Slipping Polls and Broken Promises
Almost exactly one year into Donald Trump’s presidency, the White House is shaken by multiple crises and scandals – from the deaths of two citizens at the hands of ICE agents, to incriminating documents involving Jeffrey Epstein, and the spectacular failure of the film “Melania.” A January Pew Research Center study shows Trump’s approval rating has dropped to 37%, a 10-point decrease since he took office. Half of respondents rated the Trump administration’s performance worse than expected, while only 21% disagreed and 27% supported all of the president’s actions.
This 27% represents Trump’s “hard” electoral base willing to support everything he does, which has itself shrunk by 8 percentage points in the past year, according to Pew Research.
Immigration Policy Backfires
Trump’s second major problem, according to the expert, is immigration policy. For a long time, even as Trump lost in polls, his immigration policy was well-received. That changed recently – a New York Times poll showed 61% of Americans believe ICE actions have gone too far, with people not wanting to see such immigration policies or images, or to end with the deaths of two American citizens.

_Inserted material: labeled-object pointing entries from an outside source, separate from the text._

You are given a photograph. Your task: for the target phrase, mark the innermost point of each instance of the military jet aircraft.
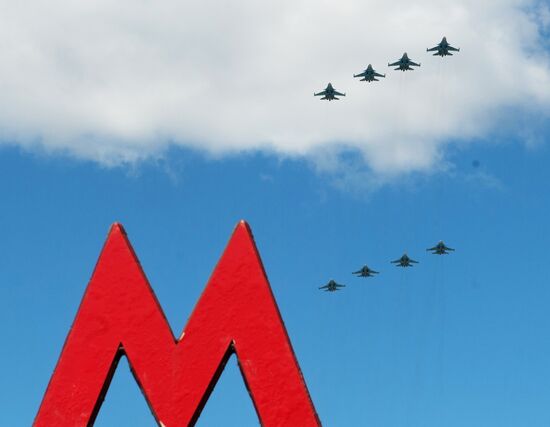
(329, 93)
(443, 48)
(332, 286)
(440, 249)
(365, 272)
(404, 63)
(404, 261)
(369, 74)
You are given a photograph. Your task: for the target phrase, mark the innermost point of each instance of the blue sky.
(460, 340)
(178, 119)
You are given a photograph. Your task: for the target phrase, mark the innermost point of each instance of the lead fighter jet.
(332, 286)
(404, 63)
(440, 249)
(329, 93)
(404, 261)
(443, 48)
(369, 74)
(365, 272)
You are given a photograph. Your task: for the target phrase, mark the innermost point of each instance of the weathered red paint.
(120, 314)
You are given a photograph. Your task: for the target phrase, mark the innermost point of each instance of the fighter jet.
(365, 272)
(332, 286)
(404, 261)
(369, 75)
(443, 48)
(329, 93)
(404, 63)
(440, 249)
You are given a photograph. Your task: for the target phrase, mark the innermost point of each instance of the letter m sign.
(120, 315)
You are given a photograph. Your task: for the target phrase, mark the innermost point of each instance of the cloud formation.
(121, 81)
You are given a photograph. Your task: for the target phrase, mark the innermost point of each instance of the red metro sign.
(120, 315)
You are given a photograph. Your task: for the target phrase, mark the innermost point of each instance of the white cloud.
(121, 81)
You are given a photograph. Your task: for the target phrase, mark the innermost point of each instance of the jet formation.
(404, 261)
(443, 48)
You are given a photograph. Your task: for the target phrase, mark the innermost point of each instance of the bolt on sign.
(120, 315)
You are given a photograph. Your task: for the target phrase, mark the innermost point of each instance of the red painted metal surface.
(120, 315)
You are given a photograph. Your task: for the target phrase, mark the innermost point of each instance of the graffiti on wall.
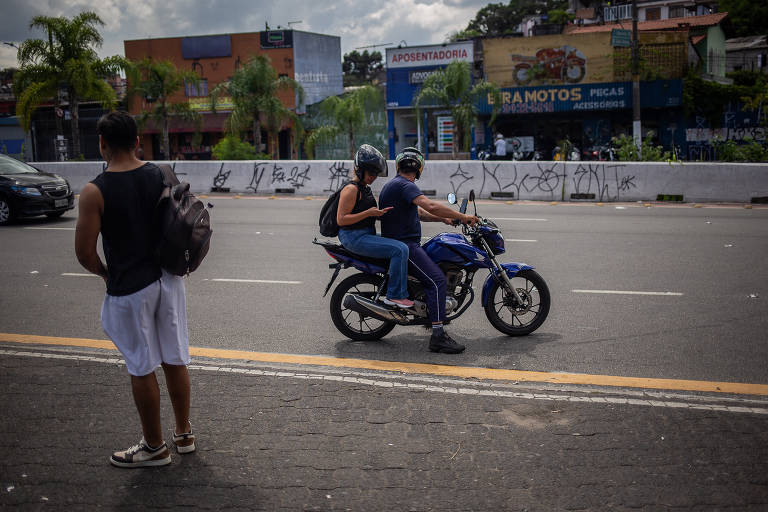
(606, 181)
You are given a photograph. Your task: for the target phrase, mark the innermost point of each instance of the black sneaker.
(445, 344)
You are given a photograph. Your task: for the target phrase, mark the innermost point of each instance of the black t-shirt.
(128, 234)
(364, 200)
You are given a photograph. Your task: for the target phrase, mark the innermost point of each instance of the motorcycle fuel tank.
(454, 248)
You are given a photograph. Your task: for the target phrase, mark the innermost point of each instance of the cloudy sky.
(358, 23)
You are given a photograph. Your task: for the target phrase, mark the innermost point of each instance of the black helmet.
(410, 160)
(369, 159)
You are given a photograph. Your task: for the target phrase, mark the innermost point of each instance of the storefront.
(588, 116)
(407, 68)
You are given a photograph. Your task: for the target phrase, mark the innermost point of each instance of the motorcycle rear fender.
(511, 268)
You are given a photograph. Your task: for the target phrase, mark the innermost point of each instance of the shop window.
(193, 91)
(653, 13)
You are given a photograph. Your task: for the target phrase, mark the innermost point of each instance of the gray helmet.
(369, 159)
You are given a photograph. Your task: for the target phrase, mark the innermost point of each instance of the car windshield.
(10, 165)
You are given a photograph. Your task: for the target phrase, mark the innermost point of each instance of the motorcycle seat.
(343, 251)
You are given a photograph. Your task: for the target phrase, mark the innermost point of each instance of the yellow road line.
(465, 372)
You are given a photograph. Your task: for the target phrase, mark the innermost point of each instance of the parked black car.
(28, 192)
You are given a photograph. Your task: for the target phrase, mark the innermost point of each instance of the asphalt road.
(715, 257)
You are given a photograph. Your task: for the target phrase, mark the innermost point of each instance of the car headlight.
(26, 191)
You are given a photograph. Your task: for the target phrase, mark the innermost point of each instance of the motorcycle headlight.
(26, 191)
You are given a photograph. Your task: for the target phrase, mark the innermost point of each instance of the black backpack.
(184, 226)
(328, 224)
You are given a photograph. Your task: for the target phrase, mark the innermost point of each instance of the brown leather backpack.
(184, 226)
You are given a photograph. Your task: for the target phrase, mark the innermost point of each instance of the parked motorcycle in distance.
(514, 296)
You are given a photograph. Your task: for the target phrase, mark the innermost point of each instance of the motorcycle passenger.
(410, 207)
(356, 217)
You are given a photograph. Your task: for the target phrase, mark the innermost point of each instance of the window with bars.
(193, 91)
(617, 12)
(653, 13)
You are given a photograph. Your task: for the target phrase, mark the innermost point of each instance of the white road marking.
(52, 229)
(457, 387)
(266, 281)
(519, 218)
(628, 292)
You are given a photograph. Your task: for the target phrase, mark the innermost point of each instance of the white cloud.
(358, 23)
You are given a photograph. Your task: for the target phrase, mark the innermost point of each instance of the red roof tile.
(668, 24)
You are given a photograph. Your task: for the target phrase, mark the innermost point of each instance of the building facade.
(313, 60)
(407, 68)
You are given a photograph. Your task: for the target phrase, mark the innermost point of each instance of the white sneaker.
(141, 455)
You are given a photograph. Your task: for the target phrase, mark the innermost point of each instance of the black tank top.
(364, 201)
(127, 228)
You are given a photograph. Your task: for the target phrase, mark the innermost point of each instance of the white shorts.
(149, 327)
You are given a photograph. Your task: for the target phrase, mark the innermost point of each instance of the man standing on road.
(410, 206)
(144, 310)
(501, 147)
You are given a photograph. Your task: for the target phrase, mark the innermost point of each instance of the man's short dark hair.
(118, 130)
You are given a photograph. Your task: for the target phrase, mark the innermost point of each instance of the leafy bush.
(627, 151)
(232, 148)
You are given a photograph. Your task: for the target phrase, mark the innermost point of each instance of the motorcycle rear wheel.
(351, 324)
(519, 319)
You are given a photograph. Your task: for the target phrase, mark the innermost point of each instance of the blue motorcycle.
(515, 297)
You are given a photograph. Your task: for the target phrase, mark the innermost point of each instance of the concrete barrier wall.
(550, 181)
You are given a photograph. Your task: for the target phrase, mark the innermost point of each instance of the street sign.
(621, 38)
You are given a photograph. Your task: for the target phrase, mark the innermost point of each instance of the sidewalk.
(285, 441)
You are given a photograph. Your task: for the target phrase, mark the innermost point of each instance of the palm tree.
(347, 114)
(155, 82)
(67, 59)
(253, 89)
(452, 88)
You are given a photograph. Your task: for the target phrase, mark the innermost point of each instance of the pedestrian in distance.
(357, 216)
(410, 208)
(144, 309)
(501, 147)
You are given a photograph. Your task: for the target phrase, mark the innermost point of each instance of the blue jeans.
(367, 243)
(432, 277)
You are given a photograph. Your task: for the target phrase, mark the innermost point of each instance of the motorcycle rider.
(357, 216)
(403, 223)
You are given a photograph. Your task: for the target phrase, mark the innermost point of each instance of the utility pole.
(637, 132)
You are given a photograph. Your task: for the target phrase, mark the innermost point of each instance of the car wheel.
(6, 214)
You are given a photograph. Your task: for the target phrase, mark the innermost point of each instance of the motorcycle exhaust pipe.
(368, 307)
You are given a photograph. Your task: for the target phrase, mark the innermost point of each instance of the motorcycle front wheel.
(351, 324)
(514, 319)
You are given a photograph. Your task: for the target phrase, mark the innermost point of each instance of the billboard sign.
(434, 55)
(272, 39)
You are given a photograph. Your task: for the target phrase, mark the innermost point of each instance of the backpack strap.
(169, 177)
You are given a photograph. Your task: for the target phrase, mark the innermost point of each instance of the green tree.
(67, 59)
(500, 19)
(156, 81)
(452, 88)
(358, 68)
(745, 17)
(253, 89)
(347, 114)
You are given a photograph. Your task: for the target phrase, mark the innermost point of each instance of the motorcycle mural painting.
(514, 296)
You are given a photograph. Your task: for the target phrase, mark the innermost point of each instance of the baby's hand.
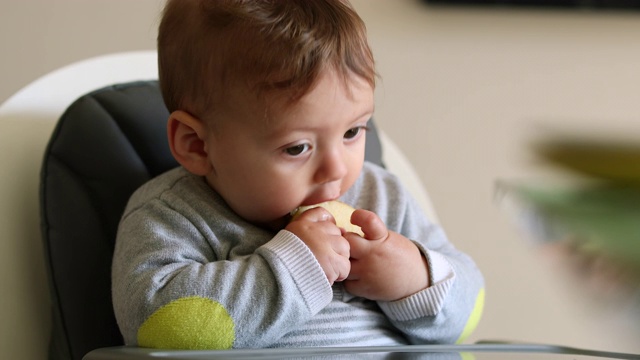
(317, 229)
(384, 265)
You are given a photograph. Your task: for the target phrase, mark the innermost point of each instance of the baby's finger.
(342, 267)
(317, 214)
(371, 225)
(358, 246)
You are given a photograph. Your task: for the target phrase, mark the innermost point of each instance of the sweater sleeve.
(449, 309)
(176, 286)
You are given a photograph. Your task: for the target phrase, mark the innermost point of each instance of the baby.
(269, 103)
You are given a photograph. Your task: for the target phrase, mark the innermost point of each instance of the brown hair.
(205, 46)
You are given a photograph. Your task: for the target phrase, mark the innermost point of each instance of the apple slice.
(341, 213)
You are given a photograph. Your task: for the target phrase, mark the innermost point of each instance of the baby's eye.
(353, 132)
(297, 149)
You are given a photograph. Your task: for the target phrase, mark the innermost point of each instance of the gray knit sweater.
(189, 273)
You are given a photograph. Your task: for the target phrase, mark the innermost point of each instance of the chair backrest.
(105, 145)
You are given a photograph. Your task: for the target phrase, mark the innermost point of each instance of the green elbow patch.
(193, 323)
(474, 318)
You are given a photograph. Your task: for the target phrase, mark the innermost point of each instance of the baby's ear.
(187, 140)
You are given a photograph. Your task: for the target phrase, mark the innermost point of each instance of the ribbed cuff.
(304, 269)
(429, 301)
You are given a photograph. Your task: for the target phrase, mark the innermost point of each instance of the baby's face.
(303, 154)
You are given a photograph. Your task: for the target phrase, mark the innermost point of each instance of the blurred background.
(463, 92)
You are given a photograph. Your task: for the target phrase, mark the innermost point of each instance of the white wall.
(462, 92)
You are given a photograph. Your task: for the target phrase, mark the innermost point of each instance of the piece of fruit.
(341, 213)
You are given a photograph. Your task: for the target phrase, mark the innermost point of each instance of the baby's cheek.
(188, 323)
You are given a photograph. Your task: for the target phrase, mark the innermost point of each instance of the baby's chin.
(276, 224)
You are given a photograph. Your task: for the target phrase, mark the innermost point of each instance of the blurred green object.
(603, 218)
(617, 161)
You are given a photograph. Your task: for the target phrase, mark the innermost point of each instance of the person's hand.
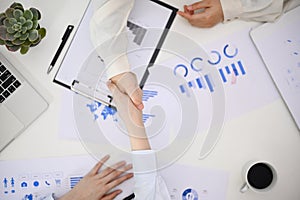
(127, 83)
(132, 118)
(128, 112)
(209, 15)
(97, 185)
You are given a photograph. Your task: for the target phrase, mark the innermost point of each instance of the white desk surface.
(267, 133)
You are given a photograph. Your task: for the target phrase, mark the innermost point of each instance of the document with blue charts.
(237, 73)
(35, 178)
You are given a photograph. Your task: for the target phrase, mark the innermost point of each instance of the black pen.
(61, 46)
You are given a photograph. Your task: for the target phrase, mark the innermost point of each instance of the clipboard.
(139, 22)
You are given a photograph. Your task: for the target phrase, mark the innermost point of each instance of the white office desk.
(267, 133)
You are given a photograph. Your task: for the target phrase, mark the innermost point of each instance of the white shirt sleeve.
(106, 26)
(149, 185)
(256, 10)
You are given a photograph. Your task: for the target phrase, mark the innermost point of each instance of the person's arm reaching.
(207, 13)
(106, 27)
(148, 184)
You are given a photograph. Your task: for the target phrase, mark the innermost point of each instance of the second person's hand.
(210, 13)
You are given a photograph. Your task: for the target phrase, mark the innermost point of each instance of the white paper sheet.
(59, 174)
(279, 46)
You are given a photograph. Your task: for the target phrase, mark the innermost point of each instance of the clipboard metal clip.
(92, 93)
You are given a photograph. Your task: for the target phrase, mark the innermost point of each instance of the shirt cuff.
(119, 66)
(232, 9)
(144, 161)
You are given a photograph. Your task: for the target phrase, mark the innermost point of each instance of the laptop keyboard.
(8, 83)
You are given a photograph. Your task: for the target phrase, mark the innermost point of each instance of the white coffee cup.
(259, 176)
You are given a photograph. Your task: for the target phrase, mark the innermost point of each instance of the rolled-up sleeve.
(148, 184)
(254, 10)
(106, 26)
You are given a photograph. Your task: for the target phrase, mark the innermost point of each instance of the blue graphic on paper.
(12, 182)
(105, 111)
(24, 184)
(232, 71)
(47, 183)
(190, 194)
(98, 109)
(146, 117)
(28, 197)
(147, 94)
(5, 181)
(36, 183)
(74, 180)
(58, 182)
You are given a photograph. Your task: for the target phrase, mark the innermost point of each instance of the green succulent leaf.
(24, 49)
(33, 35)
(18, 42)
(3, 32)
(36, 13)
(26, 43)
(13, 48)
(2, 18)
(28, 14)
(37, 41)
(42, 32)
(17, 6)
(17, 35)
(17, 13)
(28, 24)
(8, 43)
(24, 29)
(6, 23)
(24, 36)
(22, 20)
(10, 36)
(9, 12)
(35, 24)
(10, 30)
(12, 21)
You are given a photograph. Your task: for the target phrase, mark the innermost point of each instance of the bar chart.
(226, 61)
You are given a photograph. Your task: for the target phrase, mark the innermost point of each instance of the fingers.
(97, 167)
(119, 180)
(198, 5)
(115, 173)
(109, 170)
(185, 15)
(111, 195)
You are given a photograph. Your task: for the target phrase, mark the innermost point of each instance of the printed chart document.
(82, 66)
(279, 46)
(27, 179)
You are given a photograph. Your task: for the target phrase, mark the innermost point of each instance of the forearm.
(138, 138)
(106, 27)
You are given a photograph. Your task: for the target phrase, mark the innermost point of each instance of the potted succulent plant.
(20, 29)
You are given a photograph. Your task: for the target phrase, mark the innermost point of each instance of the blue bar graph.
(191, 84)
(147, 94)
(222, 75)
(209, 82)
(241, 67)
(234, 69)
(199, 83)
(227, 70)
(74, 181)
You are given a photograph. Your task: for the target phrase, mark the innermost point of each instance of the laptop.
(20, 103)
(279, 46)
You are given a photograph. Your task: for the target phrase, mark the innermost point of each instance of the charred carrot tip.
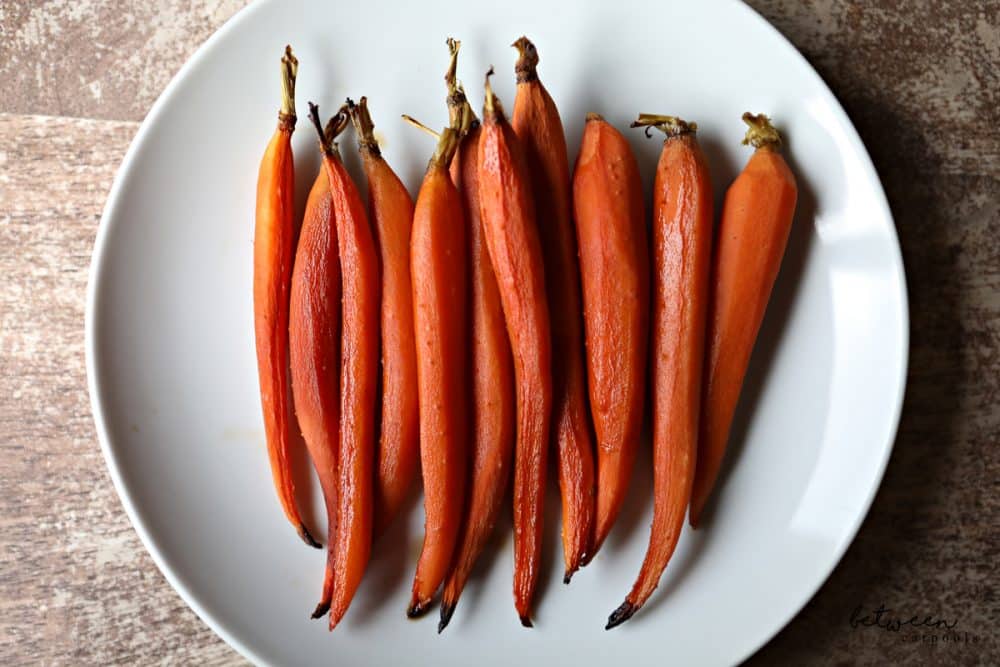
(761, 134)
(446, 612)
(417, 609)
(307, 537)
(620, 615)
(672, 126)
(320, 610)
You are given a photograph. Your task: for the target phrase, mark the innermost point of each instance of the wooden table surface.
(920, 79)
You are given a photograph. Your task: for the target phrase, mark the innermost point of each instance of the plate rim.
(98, 260)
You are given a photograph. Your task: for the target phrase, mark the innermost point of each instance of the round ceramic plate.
(171, 351)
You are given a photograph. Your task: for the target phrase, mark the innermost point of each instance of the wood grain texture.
(919, 79)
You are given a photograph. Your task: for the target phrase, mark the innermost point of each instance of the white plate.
(171, 361)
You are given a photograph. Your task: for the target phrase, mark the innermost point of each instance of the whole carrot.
(508, 217)
(614, 266)
(682, 244)
(437, 265)
(756, 220)
(539, 129)
(358, 380)
(492, 369)
(391, 212)
(274, 251)
(314, 344)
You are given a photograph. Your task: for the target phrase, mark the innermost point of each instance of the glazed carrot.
(614, 266)
(682, 244)
(437, 265)
(314, 345)
(274, 251)
(358, 380)
(391, 212)
(539, 129)
(492, 372)
(756, 220)
(508, 217)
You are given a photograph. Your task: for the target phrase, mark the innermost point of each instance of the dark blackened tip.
(321, 610)
(307, 537)
(620, 615)
(447, 609)
(417, 609)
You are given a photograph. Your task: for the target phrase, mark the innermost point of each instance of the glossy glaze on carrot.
(753, 232)
(391, 212)
(492, 371)
(510, 229)
(438, 270)
(358, 381)
(682, 243)
(614, 267)
(274, 251)
(314, 345)
(539, 129)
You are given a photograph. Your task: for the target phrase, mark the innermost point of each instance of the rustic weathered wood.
(920, 80)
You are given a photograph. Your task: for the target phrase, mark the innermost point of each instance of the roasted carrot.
(492, 368)
(438, 265)
(391, 212)
(539, 129)
(358, 380)
(756, 220)
(508, 217)
(682, 244)
(614, 266)
(314, 344)
(273, 256)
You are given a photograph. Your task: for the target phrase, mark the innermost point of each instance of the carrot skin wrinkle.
(274, 248)
(358, 380)
(492, 410)
(539, 128)
(753, 231)
(614, 267)
(682, 230)
(438, 270)
(391, 213)
(508, 216)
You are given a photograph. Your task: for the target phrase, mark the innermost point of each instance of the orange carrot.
(492, 368)
(274, 251)
(358, 380)
(314, 345)
(756, 220)
(614, 266)
(391, 211)
(682, 244)
(437, 265)
(539, 129)
(508, 217)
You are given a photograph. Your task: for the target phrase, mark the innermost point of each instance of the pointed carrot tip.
(447, 609)
(620, 615)
(307, 537)
(417, 609)
(320, 610)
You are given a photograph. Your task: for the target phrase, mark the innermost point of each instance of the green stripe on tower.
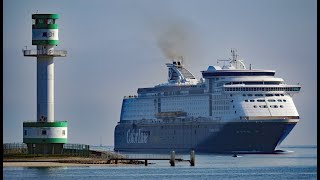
(44, 140)
(44, 42)
(45, 26)
(45, 16)
(46, 124)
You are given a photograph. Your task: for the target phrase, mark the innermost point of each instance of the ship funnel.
(178, 61)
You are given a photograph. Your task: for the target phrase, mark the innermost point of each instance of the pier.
(172, 158)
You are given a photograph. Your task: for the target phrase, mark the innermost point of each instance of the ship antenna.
(234, 55)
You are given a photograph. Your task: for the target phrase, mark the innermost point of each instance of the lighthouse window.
(50, 21)
(44, 132)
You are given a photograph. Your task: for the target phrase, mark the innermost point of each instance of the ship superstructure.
(230, 109)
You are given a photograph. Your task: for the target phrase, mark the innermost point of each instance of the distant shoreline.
(64, 161)
(53, 164)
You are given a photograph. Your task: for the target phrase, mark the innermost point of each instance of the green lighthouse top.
(45, 16)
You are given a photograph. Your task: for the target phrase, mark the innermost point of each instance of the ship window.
(44, 132)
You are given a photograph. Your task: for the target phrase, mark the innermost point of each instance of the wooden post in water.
(172, 158)
(192, 158)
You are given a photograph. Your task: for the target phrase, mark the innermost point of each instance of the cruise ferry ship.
(232, 109)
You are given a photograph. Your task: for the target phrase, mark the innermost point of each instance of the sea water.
(298, 162)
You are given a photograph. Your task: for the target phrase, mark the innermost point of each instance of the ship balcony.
(49, 52)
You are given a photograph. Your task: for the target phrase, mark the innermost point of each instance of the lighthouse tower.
(45, 136)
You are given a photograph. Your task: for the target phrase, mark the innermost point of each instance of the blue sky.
(113, 49)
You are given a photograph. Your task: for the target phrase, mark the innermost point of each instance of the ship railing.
(130, 96)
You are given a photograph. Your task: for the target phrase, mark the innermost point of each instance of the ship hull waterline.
(245, 137)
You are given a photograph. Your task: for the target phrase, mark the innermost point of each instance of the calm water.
(299, 164)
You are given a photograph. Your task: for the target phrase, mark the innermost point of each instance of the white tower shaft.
(45, 87)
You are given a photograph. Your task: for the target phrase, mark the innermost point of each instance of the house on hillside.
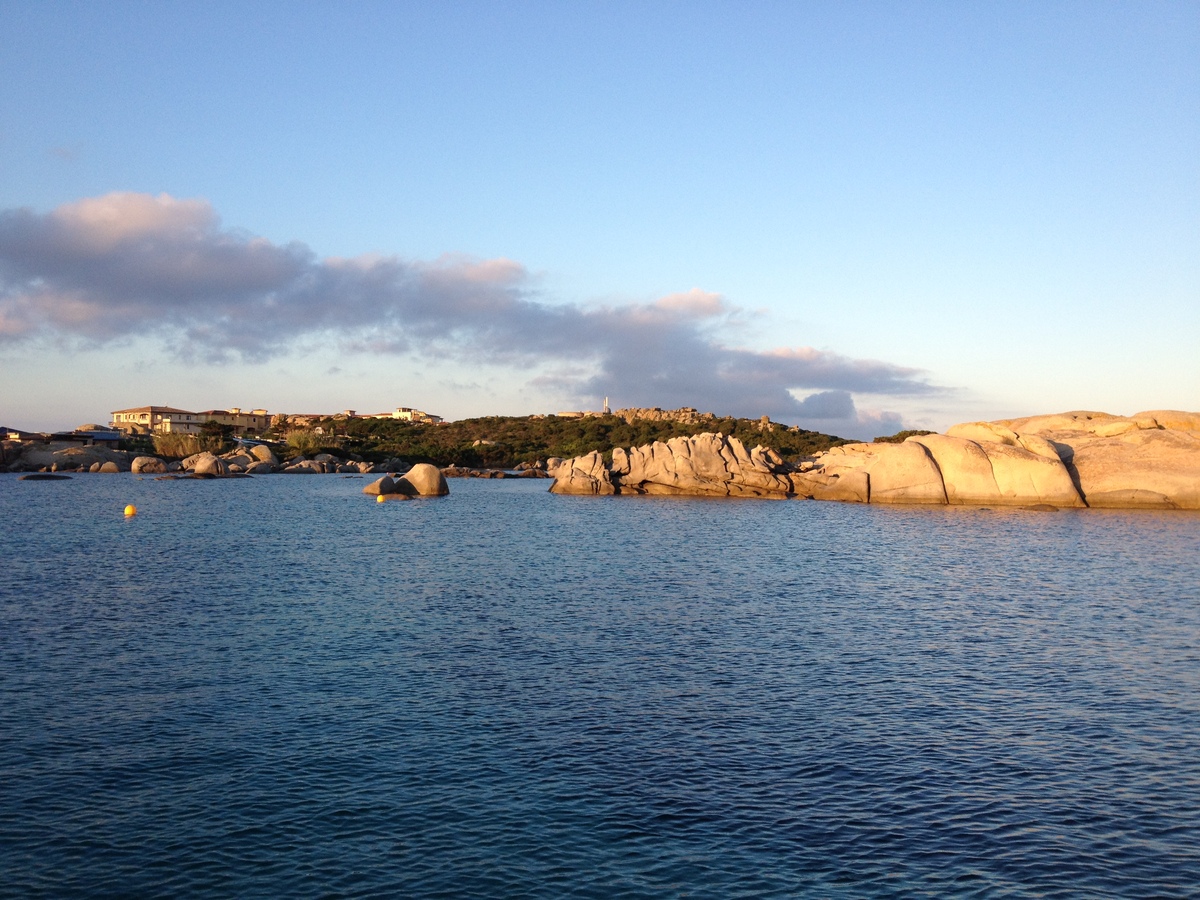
(156, 420)
(407, 414)
(256, 421)
(169, 420)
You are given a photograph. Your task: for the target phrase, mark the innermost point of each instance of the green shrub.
(899, 437)
(175, 447)
(304, 443)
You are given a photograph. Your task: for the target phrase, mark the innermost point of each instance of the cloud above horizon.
(130, 264)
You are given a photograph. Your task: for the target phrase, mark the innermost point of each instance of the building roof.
(154, 409)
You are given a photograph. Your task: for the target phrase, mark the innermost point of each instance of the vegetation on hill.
(504, 442)
(900, 436)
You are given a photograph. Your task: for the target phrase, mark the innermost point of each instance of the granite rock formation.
(1071, 460)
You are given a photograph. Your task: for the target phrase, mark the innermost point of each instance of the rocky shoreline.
(1069, 460)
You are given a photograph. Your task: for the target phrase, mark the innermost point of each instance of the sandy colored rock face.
(425, 480)
(149, 466)
(263, 454)
(994, 473)
(585, 475)
(1140, 469)
(703, 465)
(1066, 460)
(210, 465)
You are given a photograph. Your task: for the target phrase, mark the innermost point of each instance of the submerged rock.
(423, 480)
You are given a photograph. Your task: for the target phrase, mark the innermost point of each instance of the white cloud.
(129, 264)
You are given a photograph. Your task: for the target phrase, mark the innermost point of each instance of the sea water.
(276, 687)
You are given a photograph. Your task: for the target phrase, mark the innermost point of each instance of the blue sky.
(850, 216)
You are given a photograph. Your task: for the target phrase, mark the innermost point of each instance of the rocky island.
(1068, 460)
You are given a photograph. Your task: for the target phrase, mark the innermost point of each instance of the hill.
(504, 442)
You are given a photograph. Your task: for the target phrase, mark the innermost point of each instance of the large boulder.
(895, 473)
(263, 454)
(1000, 473)
(1140, 469)
(423, 480)
(208, 465)
(381, 486)
(69, 455)
(149, 466)
(305, 467)
(583, 474)
(703, 465)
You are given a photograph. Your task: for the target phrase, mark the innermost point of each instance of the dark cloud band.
(131, 264)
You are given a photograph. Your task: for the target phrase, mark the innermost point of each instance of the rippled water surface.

Foreign Policy and Economic Concerns
The analyst also mentioned Jeffrey Epstein documents where the president appears thousands of times, as well as foreign interventions. Voters don’t want globalists or democracy imposed abroad at gunpoint. They want someone who will say “America First” and focus on Americans’ needs and wallets. Instead, Trump is focusing on Venezuela, Greenland, and other issues that don’t matter to average Americans.
The promised “golden age of America” from Trump’s inaugural address has not materialized, with Americans facing rising prices without feeling their lives are improving, according to Górnicka-Partyka.
Democratic Party Challenges
Democratic victories in special elections, like Taylor Rehmet’s 14-point win in Texas against a Trump-backed candidate who spent much more on campaigning, signal changing public sentiment. Americans are tired of Trump’s unfulfilled vision, but Democrats lack a clear strategy and cohesive leadership to capitalize on this.
Despite successes like Zohran Mamdani’s election as New York City Mayor and wins in Virginia and New Jersey gubernatorial races, the Democratic establishment remains divided. Former presidents Obama and Clinton had to speak out after the Minnesota tragedy because there’s no single loud leader in the party, and Gavin Newsom is the only prominent figure using Trump’s language against him.
Vice President Kamala Harris is focused on promoting her book rather than actively critiquing Trump’s policies, leaving Democrats without a clear figure to oppose him.
Fear Tactics and Deportation Strategy
Trump is creating a dramatic narrative portraying ICE agents as heroes and undocumented immigrants as villains to build fear and position himself as America’s savior. This fear-based approach was intended to encourage self-deportation, but many Americans are rejecting it.
Unlike Obama’s “Deporter-in-Chief” approach focused on prison investigations, Trump’s industrial-scale deportations with raids in neighborhoods and specific communities are creating backlash. Many Americans are seeing ICE agents in action for the first time, finding it terrifying rather than reassuring. The deaths of two American citizens at the hands of federal services were the final straw for many.
Trump’s showmanship from his reality TV background may be backfiring as Americans see not just the criminals he promised to remove, but also nurses, farmers, construction workers, caregivers, and others who built their lives in the US – contradicting his official narrative.